Akzo Nobel (OTCQX:OTCQX:AKZOY) has chosen to sell its specialty chemical unit to private buyers. The Carlyle Group (NYSE:CG), the Government Investment Corporation of Singapore (the island state’s sovereign wealth fund) and probably some co-investors will pay Akzo cash consideration of € 8.9 billion and take on € 1.2 billion of Akzo’s debt. Net cash proceeds of the transaction to Akzo Nobel are expected to be around € 7.5 billion.
This is a little disappointing. Akzo Nobel Specialties would be a great addition to the universe of investable chemical companies. I had hoped for a spin-off.
The price received is in the middle of the range of values that were discussed when the intention to separate the specialty business was announced. There seems to have been a certain amount of competition for the prize – other suitors were Apollo Global Management (private), the Netherlands’ HAL Investments (no U.S. listing) and a partnership between Bain Capital and Advent International (both private). This is enough buying interest to keep the price reasonable, but apparently there was sufficient caution to prevent the premium paid from rising too high. Estimates place the total consideration at about ten times EBITDA, which is neither derisory nor especially generous. One reason for this caution may have been Akzo Nobel’s stipulation that the specialty chemical group’s headquarters remain in the Netherlands.

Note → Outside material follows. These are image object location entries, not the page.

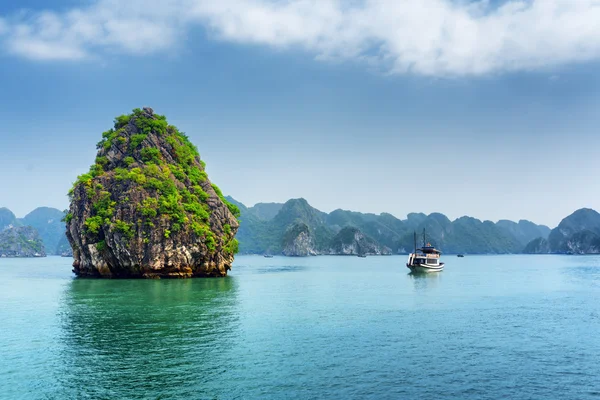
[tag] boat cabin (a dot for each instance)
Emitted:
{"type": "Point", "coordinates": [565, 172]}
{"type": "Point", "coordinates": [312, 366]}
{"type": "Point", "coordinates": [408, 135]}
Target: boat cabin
{"type": "Point", "coordinates": [426, 255]}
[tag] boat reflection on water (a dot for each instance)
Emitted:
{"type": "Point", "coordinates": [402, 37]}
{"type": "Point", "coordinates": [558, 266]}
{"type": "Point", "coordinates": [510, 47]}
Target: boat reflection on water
{"type": "Point", "coordinates": [424, 281]}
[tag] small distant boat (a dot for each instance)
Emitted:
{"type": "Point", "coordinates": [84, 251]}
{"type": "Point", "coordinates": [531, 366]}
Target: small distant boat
{"type": "Point", "coordinates": [424, 259]}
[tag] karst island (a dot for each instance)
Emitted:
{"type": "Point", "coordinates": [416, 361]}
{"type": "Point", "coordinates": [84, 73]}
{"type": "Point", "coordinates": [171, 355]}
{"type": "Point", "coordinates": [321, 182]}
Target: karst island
{"type": "Point", "coordinates": [146, 208]}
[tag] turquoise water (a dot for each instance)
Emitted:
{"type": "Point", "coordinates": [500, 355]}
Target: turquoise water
{"type": "Point", "coordinates": [324, 327]}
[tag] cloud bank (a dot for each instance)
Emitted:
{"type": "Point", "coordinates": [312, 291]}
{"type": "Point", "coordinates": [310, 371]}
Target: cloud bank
{"type": "Point", "coordinates": [422, 37]}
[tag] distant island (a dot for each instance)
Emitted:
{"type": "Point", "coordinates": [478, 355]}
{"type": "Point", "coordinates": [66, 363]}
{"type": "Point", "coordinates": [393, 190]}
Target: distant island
{"type": "Point", "coordinates": [579, 233]}
{"type": "Point", "coordinates": [295, 228]}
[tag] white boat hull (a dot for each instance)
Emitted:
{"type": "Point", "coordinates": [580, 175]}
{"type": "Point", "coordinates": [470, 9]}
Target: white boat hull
{"type": "Point", "coordinates": [424, 268]}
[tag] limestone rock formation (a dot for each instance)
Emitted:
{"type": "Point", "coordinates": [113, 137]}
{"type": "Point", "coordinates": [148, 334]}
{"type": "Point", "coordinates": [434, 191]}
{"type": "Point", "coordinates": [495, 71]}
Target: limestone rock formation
{"type": "Point", "coordinates": [351, 241]}
{"type": "Point", "coordinates": [298, 241]}
{"type": "Point", "coordinates": [147, 209]}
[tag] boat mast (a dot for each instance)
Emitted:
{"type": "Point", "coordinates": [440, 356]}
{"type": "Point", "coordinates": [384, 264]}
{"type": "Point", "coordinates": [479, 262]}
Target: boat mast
{"type": "Point", "coordinates": [415, 242]}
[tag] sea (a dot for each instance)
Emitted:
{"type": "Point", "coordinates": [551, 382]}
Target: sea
{"type": "Point", "coordinates": [328, 327]}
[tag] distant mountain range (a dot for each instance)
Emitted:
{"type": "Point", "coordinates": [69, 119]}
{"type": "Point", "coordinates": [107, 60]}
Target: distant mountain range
{"type": "Point", "coordinates": [46, 224]}
{"type": "Point", "coordinates": [296, 228]}
{"type": "Point", "coordinates": [579, 233]}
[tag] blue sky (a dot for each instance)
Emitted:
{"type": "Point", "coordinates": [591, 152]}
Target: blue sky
{"type": "Point", "coordinates": [466, 108]}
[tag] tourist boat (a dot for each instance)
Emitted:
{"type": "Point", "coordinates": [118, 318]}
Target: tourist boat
{"type": "Point", "coordinates": [424, 259]}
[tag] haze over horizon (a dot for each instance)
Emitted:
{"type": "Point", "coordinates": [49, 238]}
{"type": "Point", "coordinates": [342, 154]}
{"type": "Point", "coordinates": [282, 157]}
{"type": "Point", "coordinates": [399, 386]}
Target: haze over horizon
{"type": "Point", "coordinates": [482, 108]}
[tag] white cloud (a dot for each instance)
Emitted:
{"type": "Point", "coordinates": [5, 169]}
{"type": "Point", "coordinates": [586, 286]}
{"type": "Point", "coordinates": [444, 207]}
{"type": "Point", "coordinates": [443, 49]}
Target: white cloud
{"type": "Point", "coordinates": [427, 37]}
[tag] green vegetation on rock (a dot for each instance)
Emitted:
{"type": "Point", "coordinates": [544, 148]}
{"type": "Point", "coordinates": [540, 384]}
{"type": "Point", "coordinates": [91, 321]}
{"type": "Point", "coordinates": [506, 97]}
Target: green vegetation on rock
{"type": "Point", "coordinates": [147, 185]}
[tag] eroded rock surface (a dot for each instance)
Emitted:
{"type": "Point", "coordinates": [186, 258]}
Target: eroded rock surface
{"type": "Point", "coordinates": [147, 209]}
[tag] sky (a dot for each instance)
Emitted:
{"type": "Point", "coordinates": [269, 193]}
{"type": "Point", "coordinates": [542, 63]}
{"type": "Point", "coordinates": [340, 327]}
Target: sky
{"type": "Point", "coordinates": [479, 108]}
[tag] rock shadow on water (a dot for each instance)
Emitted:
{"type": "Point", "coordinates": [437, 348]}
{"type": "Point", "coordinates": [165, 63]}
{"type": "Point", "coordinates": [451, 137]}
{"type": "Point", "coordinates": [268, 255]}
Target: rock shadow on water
{"type": "Point", "coordinates": [281, 269]}
{"type": "Point", "coordinates": [146, 339]}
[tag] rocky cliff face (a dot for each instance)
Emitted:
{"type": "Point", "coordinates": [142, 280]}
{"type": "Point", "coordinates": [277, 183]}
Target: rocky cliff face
{"type": "Point", "coordinates": [351, 241]}
{"type": "Point", "coordinates": [147, 209]}
{"type": "Point", "coordinates": [21, 242]}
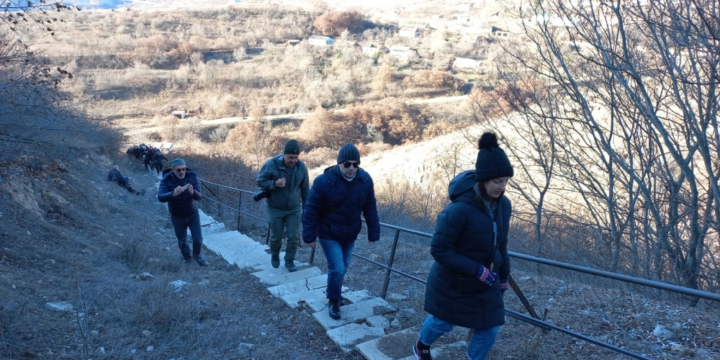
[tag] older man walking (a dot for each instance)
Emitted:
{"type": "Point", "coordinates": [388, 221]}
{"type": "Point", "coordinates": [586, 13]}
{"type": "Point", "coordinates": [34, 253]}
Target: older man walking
{"type": "Point", "coordinates": [285, 178]}
{"type": "Point", "coordinates": [180, 188]}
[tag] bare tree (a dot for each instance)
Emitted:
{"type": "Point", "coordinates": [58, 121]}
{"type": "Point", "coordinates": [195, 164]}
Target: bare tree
{"type": "Point", "coordinates": [637, 105]}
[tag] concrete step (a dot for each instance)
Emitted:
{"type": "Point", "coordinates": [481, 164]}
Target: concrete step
{"type": "Point", "coordinates": [347, 336]}
{"type": "Point", "coordinates": [227, 241]}
{"type": "Point", "coordinates": [247, 258]}
{"type": "Point", "coordinates": [316, 299]}
{"type": "Point", "coordinates": [298, 286]}
{"type": "Point", "coordinates": [351, 297]}
{"type": "Point", "coordinates": [282, 276]}
{"type": "Point", "coordinates": [354, 313]}
{"type": "Point", "coordinates": [205, 219]}
{"type": "Point", "coordinates": [398, 346]}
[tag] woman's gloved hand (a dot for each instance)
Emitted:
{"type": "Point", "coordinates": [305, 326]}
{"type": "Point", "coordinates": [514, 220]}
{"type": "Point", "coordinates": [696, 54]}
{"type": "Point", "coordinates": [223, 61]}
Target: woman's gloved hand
{"type": "Point", "coordinates": [486, 275]}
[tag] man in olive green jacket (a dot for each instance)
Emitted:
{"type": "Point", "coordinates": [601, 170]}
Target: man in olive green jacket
{"type": "Point", "coordinates": [286, 179]}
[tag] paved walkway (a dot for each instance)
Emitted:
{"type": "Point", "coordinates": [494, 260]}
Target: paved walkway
{"type": "Point", "coordinates": [363, 325]}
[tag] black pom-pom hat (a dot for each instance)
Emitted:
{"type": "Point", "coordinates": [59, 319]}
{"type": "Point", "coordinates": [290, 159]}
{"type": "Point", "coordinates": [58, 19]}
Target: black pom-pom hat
{"type": "Point", "coordinates": [491, 163]}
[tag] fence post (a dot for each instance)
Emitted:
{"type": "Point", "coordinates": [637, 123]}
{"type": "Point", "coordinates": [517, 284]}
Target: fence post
{"type": "Point", "coordinates": [219, 207]}
{"type": "Point", "coordinates": [392, 259]}
{"type": "Point", "coordinates": [239, 210]}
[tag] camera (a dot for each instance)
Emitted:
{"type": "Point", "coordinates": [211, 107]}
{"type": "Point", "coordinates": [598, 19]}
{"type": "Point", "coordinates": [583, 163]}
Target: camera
{"type": "Point", "coordinates": [263, 193]}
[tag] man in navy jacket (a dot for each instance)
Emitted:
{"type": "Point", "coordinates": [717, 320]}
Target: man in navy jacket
{"type": "Point", "coordinates": [180, 188]}
{"type": "Point", "coordinates": [332, 213]}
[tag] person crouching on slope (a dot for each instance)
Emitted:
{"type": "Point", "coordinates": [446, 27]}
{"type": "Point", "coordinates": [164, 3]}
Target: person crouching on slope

On the face of it, this should have been no great impediment to an interested bidder, but it is important to remember that (with the possible exception of HAL Investments), all these potential buyers are purchasing for sale. Depending on the nature and effectiveness of the (undisclosed) legal restraints placed on transferring the group’s headquarters location, buyers may have believed that their ability ultimately to resell the specialty business was unduly impaired. This might have drained some animal spirits from the auction process – and may have discouraged interest from trade buyers. Carlyle, which recently purchased German specialty chemical producer Atochem at the end of 2016, may have felt less constrained by this: Atochem would fold neatly into the Akzo Nobel specialty business.
Akzo Nobel has said that it will distribute “the vast majority” of the net proceeds of the sale through some as yet undetermined mix of special dividends and share repurchases. The net proceeds amount to € 29.69 per share – a substantial amount relative to a current share price of € 77.26.
By using the phrase ‘the vast majority,’ management has left itself some wiggle room, probably largely with an eye toward its 50% increase in current liabilities last year. But at least one commentator has jumped on this to suggest that it will (for a third time) revisit its discussions to acquire Axalta Coating Systems (NYSE:NYSE:AXTA). There would, admittedly, be a neat symmetry in this, since Axalta was a Carlyle buyout that it took public in 2014.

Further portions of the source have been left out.